Il simbolismo del gatto comprende anche aspetti di sensualità, armonia e grazia che lo ricollegano all’archetipo del femminile, ad una femminilità indipendente inafferrabile e capricciosa, ma anche estremamente materna.

Come simbolo, il gatto, è anche desiderio di libertà, inosservanza di ogni regola fino all’anarchia, ricerca di piacere fino al libero sfogo delle proprie pulsioni.

Sognare un gatto, infatti, può collegarsi al bisogno di esprimere la propria sensualità e di vivere liberamente e con gioia la sessualità; può portare in evidenza la necessità di un contatto armonioso con il corpo, averne più cura e soddisfare i suoi bisogni. Può significare anche il desiderio e/o l’impossibilità di ridefinire i propri spazi vitali, di definire precisi confini per difendersi dalle invasioni e influenze altrui.

Per Jung il gatto nei sogni è un aspetto dell’anima e potrebbe indicare l’incapacità di integrare i contenuti legati al femminile ed alle sue qualità.

 

L’iconografia nazional popolare designa la donna di mezza età, solitamente single, come la “gattara” per eccellenza. Contrariamente a quanto si creda, una donna con determinate caratteristiche, ad un certo punto si circonda di gatti non per compensare la mancanza di “un uomo”, ma la mancanza di contatto con la propria femminilità e sensibilità.

Più in generale infatti, qualunque essere umano, uomo o donna che sia, quando ha difficoltà relazionali, dice che può capirlo solo un animale.

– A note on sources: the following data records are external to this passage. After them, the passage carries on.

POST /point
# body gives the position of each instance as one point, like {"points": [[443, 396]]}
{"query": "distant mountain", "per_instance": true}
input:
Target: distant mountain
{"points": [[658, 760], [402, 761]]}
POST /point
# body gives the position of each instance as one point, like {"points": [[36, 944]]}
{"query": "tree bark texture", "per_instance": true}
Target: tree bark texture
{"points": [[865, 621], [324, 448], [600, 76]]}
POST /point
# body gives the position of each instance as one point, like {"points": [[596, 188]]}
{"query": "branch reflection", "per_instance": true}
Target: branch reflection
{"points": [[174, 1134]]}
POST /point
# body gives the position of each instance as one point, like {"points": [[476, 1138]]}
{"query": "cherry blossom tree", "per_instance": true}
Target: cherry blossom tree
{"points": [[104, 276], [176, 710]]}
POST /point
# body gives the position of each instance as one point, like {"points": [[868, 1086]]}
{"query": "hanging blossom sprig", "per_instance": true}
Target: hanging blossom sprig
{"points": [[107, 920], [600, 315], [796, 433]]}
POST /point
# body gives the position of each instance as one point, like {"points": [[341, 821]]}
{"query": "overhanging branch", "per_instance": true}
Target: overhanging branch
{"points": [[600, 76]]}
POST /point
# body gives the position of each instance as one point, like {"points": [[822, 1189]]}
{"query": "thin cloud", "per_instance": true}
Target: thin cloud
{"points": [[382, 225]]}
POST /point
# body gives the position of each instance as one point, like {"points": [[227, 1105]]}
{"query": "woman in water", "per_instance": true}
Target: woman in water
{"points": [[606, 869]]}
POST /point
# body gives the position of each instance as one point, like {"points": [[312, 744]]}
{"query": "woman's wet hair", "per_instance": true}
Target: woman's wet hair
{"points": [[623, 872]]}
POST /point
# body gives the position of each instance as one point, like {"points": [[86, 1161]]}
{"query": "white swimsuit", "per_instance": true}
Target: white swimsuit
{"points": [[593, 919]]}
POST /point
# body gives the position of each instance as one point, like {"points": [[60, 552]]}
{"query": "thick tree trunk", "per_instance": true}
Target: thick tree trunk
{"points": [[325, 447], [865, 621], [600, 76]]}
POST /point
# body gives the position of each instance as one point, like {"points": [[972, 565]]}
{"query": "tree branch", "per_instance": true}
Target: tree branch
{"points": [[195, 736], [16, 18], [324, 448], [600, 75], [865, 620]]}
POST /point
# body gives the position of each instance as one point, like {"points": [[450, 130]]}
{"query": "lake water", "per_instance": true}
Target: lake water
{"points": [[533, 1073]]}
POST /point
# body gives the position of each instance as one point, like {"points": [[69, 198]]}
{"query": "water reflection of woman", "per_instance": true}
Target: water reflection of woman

Inoltre, nella storia, i più grandi pensatori, filosofi, scrittori, poeti, che amavano circondarsi di gatti, o che sceglievano come amico peloso un gatto, erano soprattutto uomini di pensiero; si diceva un tempo, canis homini amicus, felis poetae (il cane è amico dell’uomo, il gatto è amico del poeta); oppure, “I gatti li scelgono le persone che pensano”. In Tibet si ritiene che contemplare la natura di un gatto porti all’illuminazione.

Claudio Widmann (2012) sottolinea, altresì, che “il gatto archetipico è anche simbolo di fortuna; non in accezione materiale, bensì individuativa. È dotato di capacità e poteri che fanno la fortuna dell’uomo, ma si tratta di una fortuna simbolica, da intendere in accezione psicologica e non concretistica. Il regno in cui si materializzano l’abbondanza, la ricchezza, la potenza, è il mondo interiore della psiche, non quello esterno dell’effettualità”.

“I gatti”, scrisse Lovecraft, “sono simboli runici di bellezza, invincibilità, meraviglia, orgoglio, libertà, distacco, autosufficienza e di squisito individualismo”, pertanto, l’istinto particolare che il gatto simbolizza più di ogni altro, è l’istinto individuativo e, con la sua sfrontata, esasperata istintualità, rende anzitutto manifesto che il principio di individuazione è un istinto a pieno titolo. Uno degli istinti più complessi, universali e radicati.